The observability graph: Knowledge graphs for automated infrastructure observability (sponsored by Datadog)

Homin Lee (Datadog)
13:2514:05 Wednesday, 6 November 2019
Location: M1
Tags: wl
Average rating: **...
(2.00, 3 ratings)

Who is this presentation for?

  • Developers, SREs, architects, ML engineers, and data scientists

Level

Beginner

Description

The complexity and dynamism of distributed systems reflect both the teams that develop them and the products they support. Your observability tools need to be dynamic enough to keep up with your changing infrastructure and flexible enough to take in observability data of all types, yet understand that data well enough to show only what you care about.

Knowledge graphs have become an increasingly popular method for storing data, as they can explicitly but also flexibly encode the relationships between entities. Using both domain knowledge and user interaction data, Homin Lee walks you through how to train models to encode the vast amounts of data produced by observability tools into a knowledge graph, discover how they are interlinked, and imbue them with meaning.

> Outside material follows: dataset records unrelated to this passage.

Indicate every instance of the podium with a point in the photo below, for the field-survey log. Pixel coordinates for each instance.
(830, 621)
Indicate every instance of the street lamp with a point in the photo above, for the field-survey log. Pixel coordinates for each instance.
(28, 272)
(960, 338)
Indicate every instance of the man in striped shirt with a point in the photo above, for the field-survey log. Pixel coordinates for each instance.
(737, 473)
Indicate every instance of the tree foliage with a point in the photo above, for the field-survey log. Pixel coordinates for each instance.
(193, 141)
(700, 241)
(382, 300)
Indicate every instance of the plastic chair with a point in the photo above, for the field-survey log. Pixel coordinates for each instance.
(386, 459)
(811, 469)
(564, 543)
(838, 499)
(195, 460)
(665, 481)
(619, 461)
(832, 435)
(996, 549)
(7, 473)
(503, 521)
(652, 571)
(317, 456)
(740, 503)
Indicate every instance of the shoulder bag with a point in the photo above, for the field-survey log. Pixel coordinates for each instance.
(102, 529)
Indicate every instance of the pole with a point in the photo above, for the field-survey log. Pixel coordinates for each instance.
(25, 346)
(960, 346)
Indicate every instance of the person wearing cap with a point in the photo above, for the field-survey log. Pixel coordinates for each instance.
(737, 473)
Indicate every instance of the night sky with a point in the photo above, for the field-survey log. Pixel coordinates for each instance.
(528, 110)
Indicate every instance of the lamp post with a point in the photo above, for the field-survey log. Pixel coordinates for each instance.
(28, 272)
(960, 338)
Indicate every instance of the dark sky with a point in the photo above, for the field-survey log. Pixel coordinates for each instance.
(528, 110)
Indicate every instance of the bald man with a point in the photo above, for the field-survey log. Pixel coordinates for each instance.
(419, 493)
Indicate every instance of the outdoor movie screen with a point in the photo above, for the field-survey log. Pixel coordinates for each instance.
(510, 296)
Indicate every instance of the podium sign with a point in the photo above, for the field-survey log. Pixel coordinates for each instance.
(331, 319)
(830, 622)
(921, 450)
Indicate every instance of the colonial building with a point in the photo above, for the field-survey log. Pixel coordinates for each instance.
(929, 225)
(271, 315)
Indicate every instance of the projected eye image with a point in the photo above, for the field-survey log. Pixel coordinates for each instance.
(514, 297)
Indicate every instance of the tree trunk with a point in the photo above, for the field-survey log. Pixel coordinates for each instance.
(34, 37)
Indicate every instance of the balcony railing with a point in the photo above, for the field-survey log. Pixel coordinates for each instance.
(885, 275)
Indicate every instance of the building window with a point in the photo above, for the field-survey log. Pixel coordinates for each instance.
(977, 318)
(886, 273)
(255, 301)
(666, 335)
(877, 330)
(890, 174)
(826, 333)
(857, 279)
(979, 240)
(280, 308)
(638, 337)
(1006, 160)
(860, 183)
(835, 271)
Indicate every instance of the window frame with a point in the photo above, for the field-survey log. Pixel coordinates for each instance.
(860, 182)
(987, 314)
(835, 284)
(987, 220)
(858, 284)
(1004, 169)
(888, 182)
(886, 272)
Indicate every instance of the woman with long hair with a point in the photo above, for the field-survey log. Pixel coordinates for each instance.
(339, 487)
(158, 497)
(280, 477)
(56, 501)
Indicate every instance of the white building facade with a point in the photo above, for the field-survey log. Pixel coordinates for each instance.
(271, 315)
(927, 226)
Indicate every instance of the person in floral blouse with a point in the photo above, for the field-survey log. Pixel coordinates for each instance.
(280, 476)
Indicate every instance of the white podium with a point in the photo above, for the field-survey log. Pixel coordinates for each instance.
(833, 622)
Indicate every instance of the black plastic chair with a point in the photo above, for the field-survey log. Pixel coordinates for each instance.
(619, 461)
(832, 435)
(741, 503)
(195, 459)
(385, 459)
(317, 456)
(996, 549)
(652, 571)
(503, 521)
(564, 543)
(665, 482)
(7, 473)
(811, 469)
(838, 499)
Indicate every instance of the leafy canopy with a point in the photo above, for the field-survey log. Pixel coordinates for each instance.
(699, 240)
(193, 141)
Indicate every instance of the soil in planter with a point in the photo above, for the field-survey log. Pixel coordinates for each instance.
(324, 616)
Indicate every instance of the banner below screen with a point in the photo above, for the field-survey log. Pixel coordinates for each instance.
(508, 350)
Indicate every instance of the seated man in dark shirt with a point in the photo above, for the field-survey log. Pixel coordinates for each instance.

You’ll see the details of how to construct these knowledge graphs, dubbed observability graphs, to reflect the innate structure (but also the uncertainty) in today’s dynamic infrastructure. Homin outlines how the knowledge graphs can be used to power automated alerting, alert clustering, and automated root-cause analysis.

This session is sponsored by Datadog.

Prerequisite knowledge

  • A basic understanding of observability tools

What you'll learn

  • Discover how to use knowledge graphs to improve your infrastructure observability
Photo of Homin Lee

Homin Lee

Datadog

Homin Lee is a data scientist at Datadog, where he writes algorithms that process trillions of data points a day. Previously, Homin built large-scale machine learning systems at several startups. Homin has a PhD from Columbia University in computational learning theory and was a Computing Innovation Fellow at the University of Texas at Austin.